La réforme du calcul des allocations logement sera appliquée début janvier. Objectif : 1,2 milliard d’euros d’économies sur le minimum social le plus efficace contre la pauvreté.
Les aides personnelles au logement (APL) sont encore dans le collimateur du gouvernement. Votée dans la loi de finances 2019 mais repoussée à plusieurs reprises pour des raisons techniques, la « contemporanéisation » devrait cette fois s’appliquer à partir du 1er janvier prochain. Derrière ce mot compliqué se cache un principe qui relève en apparence de la justice. Au lieu d’être calculées, comme c’est le cas actuellement, sur les revenus perçus deux ans auparavant, ces allocations, qui aident 6 millions de personnes à payer leur loyer, seront désormais versées en fonction de la situation actuelle des allocataires. Cette dernière sera recalculée automatiquement tous les trois mois par les CAF, qui recevront les informations de la base de ressources mensuelles (BRM), concoctée à partir des données transmises par les employeurs dans le cadre du prélèvement à la source. « Cette réforme va permettre à chacun d’avoir ce dont il a besoin et, surtout, de l’avoir au bon moment et non pas deux ans après, comme c’est le cas aujourd’hui », s’est récemment félicité Julien Denormandie, ministre du Logement, dans un entretien accordé à 20 minutes.
Une étude d’impact aussi bien gardée qu’un secret-défense
« Je vois des perdants et pas de gagnants », s’inquiète Camille Giraudet, de la Confédération syndicale des familles. Derrière l’argument d’une meilleure adéquation des APL aux besoins des personnes, le gouvernement ne cache pas que son objectif est de faire 1,2 milliard d’euros d’économies par an. Selon les chiffres diffusés par le Canard enchaîné, 600 000 allocataires verront leur APL disparaître à la suite de la réforme, et 1,2 million auront des prestations à la baisse. À l’exception de l’hebdomadaire satirique, personne n’a eu accès à l’étude d’impact réalisée par la CAF, qui semble aussi bien gardée qu’un secret-défense. Malgré leurs nombreuses demandes, les associations de défense de locataires n’ont pas pu l’obtenir. Pas plus que les représentants des syndicats qui ont participé, le 5 novembre dernier, au conseil d’administration de la CAF au cours duquel elles ont toutes voté contre le projet de décret entérinant la réforme.

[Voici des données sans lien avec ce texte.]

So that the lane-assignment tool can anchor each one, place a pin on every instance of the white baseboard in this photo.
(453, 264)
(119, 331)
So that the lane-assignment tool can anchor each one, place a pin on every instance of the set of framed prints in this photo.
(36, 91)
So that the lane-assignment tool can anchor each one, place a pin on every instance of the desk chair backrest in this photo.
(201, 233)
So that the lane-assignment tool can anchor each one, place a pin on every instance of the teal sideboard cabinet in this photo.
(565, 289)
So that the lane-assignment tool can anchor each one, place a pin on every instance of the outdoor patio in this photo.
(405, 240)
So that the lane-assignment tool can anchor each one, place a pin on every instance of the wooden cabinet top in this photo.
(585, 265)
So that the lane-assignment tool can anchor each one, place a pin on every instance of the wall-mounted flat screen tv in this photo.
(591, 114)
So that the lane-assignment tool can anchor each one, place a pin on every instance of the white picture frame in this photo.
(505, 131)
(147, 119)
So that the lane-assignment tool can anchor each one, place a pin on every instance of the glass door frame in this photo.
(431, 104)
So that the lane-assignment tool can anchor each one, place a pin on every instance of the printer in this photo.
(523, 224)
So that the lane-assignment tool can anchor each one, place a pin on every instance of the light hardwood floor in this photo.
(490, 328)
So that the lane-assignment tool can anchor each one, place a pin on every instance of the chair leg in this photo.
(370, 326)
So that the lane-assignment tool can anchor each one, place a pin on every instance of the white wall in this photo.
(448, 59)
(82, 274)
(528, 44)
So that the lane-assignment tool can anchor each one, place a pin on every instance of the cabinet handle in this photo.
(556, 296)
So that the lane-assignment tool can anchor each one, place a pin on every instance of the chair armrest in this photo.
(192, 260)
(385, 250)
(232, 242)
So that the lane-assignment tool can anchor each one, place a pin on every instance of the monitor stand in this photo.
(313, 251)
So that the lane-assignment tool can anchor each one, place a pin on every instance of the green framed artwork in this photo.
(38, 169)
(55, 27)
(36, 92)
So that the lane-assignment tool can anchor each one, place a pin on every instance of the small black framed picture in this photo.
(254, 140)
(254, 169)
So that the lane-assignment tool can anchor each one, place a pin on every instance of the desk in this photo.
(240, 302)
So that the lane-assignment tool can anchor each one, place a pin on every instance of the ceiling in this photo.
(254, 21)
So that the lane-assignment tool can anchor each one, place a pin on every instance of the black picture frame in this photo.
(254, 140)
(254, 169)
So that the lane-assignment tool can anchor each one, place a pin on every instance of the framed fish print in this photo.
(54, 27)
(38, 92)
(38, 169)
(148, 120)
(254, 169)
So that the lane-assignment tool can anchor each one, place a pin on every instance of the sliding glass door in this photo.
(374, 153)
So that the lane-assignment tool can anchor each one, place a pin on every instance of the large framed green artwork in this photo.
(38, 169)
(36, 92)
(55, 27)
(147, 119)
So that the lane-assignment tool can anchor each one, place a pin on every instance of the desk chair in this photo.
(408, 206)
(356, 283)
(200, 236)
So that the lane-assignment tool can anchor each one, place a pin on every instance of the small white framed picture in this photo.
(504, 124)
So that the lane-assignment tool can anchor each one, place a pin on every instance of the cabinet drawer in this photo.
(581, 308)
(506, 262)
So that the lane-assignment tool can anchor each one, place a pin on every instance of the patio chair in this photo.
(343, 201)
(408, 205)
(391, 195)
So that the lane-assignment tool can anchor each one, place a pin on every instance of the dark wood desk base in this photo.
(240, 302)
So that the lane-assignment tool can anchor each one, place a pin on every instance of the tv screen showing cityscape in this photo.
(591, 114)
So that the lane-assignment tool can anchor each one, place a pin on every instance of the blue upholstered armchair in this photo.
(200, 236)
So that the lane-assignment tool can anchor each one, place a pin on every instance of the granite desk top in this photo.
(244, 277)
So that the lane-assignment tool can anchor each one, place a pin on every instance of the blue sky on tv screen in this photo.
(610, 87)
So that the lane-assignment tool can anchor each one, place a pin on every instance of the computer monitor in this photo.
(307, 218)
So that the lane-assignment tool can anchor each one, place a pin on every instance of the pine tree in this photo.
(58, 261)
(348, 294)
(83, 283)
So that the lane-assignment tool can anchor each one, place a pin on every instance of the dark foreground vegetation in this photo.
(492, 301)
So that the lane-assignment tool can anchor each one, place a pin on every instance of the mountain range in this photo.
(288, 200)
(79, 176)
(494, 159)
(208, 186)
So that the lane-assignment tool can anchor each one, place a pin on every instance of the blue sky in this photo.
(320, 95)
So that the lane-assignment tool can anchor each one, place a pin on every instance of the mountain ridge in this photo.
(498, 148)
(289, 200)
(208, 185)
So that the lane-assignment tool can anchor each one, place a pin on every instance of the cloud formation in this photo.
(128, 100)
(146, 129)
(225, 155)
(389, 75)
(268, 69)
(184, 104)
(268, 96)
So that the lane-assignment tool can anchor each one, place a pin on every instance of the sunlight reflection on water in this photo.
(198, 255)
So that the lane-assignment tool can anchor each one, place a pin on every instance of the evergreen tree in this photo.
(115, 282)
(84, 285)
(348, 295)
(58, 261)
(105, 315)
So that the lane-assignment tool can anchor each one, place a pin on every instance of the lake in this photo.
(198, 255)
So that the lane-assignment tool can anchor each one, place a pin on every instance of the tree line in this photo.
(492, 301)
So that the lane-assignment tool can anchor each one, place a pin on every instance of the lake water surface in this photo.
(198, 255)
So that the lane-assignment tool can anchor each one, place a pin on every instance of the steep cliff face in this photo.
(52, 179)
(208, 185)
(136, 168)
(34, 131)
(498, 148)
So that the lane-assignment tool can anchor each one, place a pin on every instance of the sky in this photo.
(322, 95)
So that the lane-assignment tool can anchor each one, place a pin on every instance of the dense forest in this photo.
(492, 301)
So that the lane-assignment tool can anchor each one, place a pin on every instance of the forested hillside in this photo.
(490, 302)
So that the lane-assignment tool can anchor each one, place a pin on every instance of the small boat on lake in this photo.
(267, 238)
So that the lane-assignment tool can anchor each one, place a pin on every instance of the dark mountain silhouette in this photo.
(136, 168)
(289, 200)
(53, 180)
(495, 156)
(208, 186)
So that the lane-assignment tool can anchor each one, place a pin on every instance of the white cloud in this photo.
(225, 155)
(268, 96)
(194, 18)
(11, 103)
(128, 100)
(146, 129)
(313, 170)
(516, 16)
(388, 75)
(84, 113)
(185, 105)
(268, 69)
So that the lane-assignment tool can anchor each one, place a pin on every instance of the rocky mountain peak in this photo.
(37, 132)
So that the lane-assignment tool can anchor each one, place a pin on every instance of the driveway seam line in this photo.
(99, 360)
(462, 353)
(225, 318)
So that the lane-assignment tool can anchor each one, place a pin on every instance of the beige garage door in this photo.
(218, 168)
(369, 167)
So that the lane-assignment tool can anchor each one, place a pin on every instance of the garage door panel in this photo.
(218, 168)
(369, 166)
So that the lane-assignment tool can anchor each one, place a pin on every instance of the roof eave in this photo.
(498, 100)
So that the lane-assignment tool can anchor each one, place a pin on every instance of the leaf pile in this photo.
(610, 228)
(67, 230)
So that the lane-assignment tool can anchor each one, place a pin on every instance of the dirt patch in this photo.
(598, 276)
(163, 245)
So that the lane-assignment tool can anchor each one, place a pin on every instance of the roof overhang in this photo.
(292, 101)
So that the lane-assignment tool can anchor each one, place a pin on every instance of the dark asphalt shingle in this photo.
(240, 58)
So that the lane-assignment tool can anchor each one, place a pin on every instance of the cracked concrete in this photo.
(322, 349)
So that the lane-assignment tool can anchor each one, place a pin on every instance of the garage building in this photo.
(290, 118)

Garantir aux moins de 25 ans un reste à vivre décent
Les jeunes actifs entrant sur le marché du travail devraient être les premiers à faire les frais de la réforme. En raison de leurs salaires plus faibles et de leur précarité dans l’emploi, les APL sont un outil indispensable pour leur permettre de se loger, dans le marché restreint et coûteux des petites surfaces dans les grandes métropoles. « Pour préserver l’accès au logement des moins de 25 ans, leur garantir un “reste pour vivre” décent et une sécurisation de la première année d’installation, nous demandons un aménagement de l’application du principe de contemporanéité des revenus pris en compte pour le calcul des APL », avaient d’ailleurs plaidé, dès novembre 2018, les associations travaillant sur le logement des jeunes. Les étudiants bénéficieront d’un régime de dérogation : leurs revenus seront calculés en fonction d’un forfait, ce qui rend l’impact de la réforme complexe à évaluer. « Cette réforme va installer de l’instabilité budgétaire », observe aussi Camille Giraudet. Au-delà des jeunes, la réforme entérine l’alignement des allocations sur une précarisation croissante du monde du travail, alors que l’accès au logement est de plus en plus difficile.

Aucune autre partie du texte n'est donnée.